Hace algún tiempo, un artículo de Julio Conte-Grand recordaba la historia detrás del extraordinario cuadro de Géricault, La balsa de La Medusa. Es el derrotero de una tragedia anunciada: el hundimiento de una portentosa embarcación por la mortífera impericia de quien nunca debió haberla tripulado; después, la lucha brutal entre los sobrevivientes, la desesperación por trepar a la balsa que salvaría a unos pocos entre los desdichados pasajeros de la Medusa.
Sin esperar que nadie venga en su ayuda, los náufragos de segunda en esta Argentina malograda por su comando bucanero se lanzan allende los mares, hasta los remotos confines, por ejemplo, de Waiheke, una pequeña isla en Nueva Zelanda. Suelen ser los más jóvenes; brazos fuertes, temple y recursos para resistir los chubascos de la travesía, alforjas llenas de esperanza en un futuro mejor. Van en busca de su propio El Dorado, a diez mil kilómetros. El deslumbrante tesoro que su tierra les niega, que anhelan y encuentran en playas lejanas, es pródigo en raras gemas como éstas, según testimonios recogidos por la periodista Federica Fontana: caminar sin miedo “de que me roben o me hagan algo”, que el dinero que se gana trabajando alcance “para pagar el alquiler, hacer compras en el supermercado, cargar nafta, solventar gastos como la luz e internet, comprar algunas cosas más y ahorrar una parte” (sí, todo eso junto), poder “sacar el celular en cualquier lado” sin sufrir un asalto. Portentos, en una Argentina echada a pique.
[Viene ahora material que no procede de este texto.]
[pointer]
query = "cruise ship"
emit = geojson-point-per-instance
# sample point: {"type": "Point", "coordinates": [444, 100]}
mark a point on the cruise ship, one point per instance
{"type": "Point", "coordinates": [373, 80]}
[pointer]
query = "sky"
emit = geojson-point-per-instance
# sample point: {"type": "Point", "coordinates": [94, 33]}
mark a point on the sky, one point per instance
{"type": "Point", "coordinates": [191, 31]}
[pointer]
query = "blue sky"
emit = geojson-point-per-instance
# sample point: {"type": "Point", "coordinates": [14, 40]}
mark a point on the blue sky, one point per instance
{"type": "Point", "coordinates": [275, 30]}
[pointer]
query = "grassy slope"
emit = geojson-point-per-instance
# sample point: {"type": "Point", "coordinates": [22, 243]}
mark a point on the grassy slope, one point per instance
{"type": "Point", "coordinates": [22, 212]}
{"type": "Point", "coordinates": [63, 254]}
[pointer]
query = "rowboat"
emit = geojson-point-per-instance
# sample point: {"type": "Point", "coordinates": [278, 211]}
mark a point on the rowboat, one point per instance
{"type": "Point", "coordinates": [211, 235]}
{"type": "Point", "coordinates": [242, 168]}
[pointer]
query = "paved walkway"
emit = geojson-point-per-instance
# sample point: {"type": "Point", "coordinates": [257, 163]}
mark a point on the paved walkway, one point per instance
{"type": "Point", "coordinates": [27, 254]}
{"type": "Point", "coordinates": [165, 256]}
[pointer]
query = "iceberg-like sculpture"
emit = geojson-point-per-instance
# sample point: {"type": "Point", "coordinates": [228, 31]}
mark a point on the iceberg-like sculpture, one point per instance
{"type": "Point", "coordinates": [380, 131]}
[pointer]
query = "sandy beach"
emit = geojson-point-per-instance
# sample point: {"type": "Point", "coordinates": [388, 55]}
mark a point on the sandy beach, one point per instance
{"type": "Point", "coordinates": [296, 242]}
Mientras tanto, los náufragos de la tercera clase subsisten como pueden entre los despojos del desastre. Débilmente los registra el radar. El gobernador que ahora tiene en su mano el reparto de los botes que salvarán vidas políticas de aliados necesarios y enemigos ineludibles, dijo alguna vez –haciendo de una realidad cruel cínico asunto semántico- que conocerlos, saber cuántos y quiénes eran, qué cosas -no solo materiales- verdaderamente necesitaban, significaba “estigmatizarlos”. A la tersura del relato conviene ignorar mucho más que reconocer. Aunque la ignorancia se lleve puesta la posibilidad de una solución. Lo que no se nombra no existe, conjuran los brujos de la narrativa. Pero aun la abstracción más poderosa puede chocar contra el freno de un límite concreto. A, veces, bajo la humilde forma de una urna de cartón, en el patio de una escuela pública, un domingo de elecciones.